Much has been written recently about students learning from their mistakes. I’ve read plenty about the importance of letting pupils get things wrong as long as it is done in a supportive, safe environment. However, at this time of exams getting things wrong doesn’t necessarily gain the credit that might be imagined. When reports are written, teachers will tend to focus on what is right and getting things wrong isn’t celebrated. Any teacher will tell their pupils that the most important part of an exam are the lessons spent going back over tests, the process of learning from mistakes. Most pupils will probably say that these are some of the least exciting lessons of the year, after all the mark has been decided and it is a long time before they will take another test.

In a world of social media word and deed are recorded and remembered. This week a group of university students at Oxford voted to remove a portrait of the Queen from their common room as in their eyes it represented British colonialism. The students are of course entitled to decide for themselves what hangs on the walls of their social space as long as their procedures are followed. It seems that the world’s media feel that it for them to comment, criticise and judge what is after all a relatively low-key action that affects no-one but a small number of college members. The College President has reassured all those who care to be concerned that the portrait is in safe keeping should there be a change of mind. Universities should be places of discussion and we must be very careful when we restrict those engaged in learning from discussion, debate and a little controversy. Some will not stick to the views that they held in their younger years and others will not change, but in cyberspace a record will be kept.

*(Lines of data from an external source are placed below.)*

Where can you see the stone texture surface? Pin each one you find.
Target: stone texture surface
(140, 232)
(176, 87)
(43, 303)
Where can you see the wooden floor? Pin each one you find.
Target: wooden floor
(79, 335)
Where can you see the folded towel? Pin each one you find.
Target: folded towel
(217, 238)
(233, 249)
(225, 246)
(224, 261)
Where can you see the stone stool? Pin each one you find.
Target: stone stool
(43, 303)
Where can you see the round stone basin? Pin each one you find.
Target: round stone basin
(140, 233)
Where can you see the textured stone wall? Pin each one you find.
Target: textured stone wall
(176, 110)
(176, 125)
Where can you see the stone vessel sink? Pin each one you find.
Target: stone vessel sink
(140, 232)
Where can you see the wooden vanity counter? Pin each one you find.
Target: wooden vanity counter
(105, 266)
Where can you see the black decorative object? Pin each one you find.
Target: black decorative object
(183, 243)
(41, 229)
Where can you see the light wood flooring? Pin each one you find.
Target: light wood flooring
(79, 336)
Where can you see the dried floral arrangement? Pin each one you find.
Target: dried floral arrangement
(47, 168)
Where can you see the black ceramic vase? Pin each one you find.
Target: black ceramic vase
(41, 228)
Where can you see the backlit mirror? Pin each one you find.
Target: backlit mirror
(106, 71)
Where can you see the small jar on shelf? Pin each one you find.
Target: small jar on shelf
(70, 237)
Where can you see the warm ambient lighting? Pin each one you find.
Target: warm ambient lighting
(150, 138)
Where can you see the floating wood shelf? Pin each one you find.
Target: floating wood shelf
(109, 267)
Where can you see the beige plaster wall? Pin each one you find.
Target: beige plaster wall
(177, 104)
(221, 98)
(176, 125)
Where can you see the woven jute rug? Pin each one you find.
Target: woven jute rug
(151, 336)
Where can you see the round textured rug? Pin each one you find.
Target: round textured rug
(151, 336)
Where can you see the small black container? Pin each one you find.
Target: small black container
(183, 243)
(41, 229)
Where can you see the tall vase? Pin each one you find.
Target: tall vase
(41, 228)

England cricketer Ollie Robinson is currently suspended from the national team as a consequence of offensive tweets made ten years earlier. As a player in a national team his tweets have become a matter of wider interest. When he made them they perhaps represented a young man who did not understand his position of privilege, nor perhaps did he understand that his view was unacceptable in the world around him. In some quarters of the media this attention has been deemed unfair and it has been said that he is carrying the can for errors of many others. There is no doubt that this is a complex issue, in some respects it always has been. Young people sometimes speak before they have truly considered the impact or offence their words may cause. Some may look at the actions of their earlier self and be bewildered and regretful by their lack of judgment and the offence or harm caused. We should not ignore, we should seek to learn.

As a community of diverse and wide experiences I hope that all pupils have the confidence to speak for themselves and I hope that they have the thoughtfulness to think of others and their own position of privilege before they speak or act. If we are able to create a community in which everyone has a voice, then we will have succeeded in creating a school of which all can be proud. Debate and disagreement are all part of the learning process. Making mistakes is understood as being a necessary part of coming to an understanding, but offence and harm can have no place. We do not have to agree but we do need to show respect and care for each other.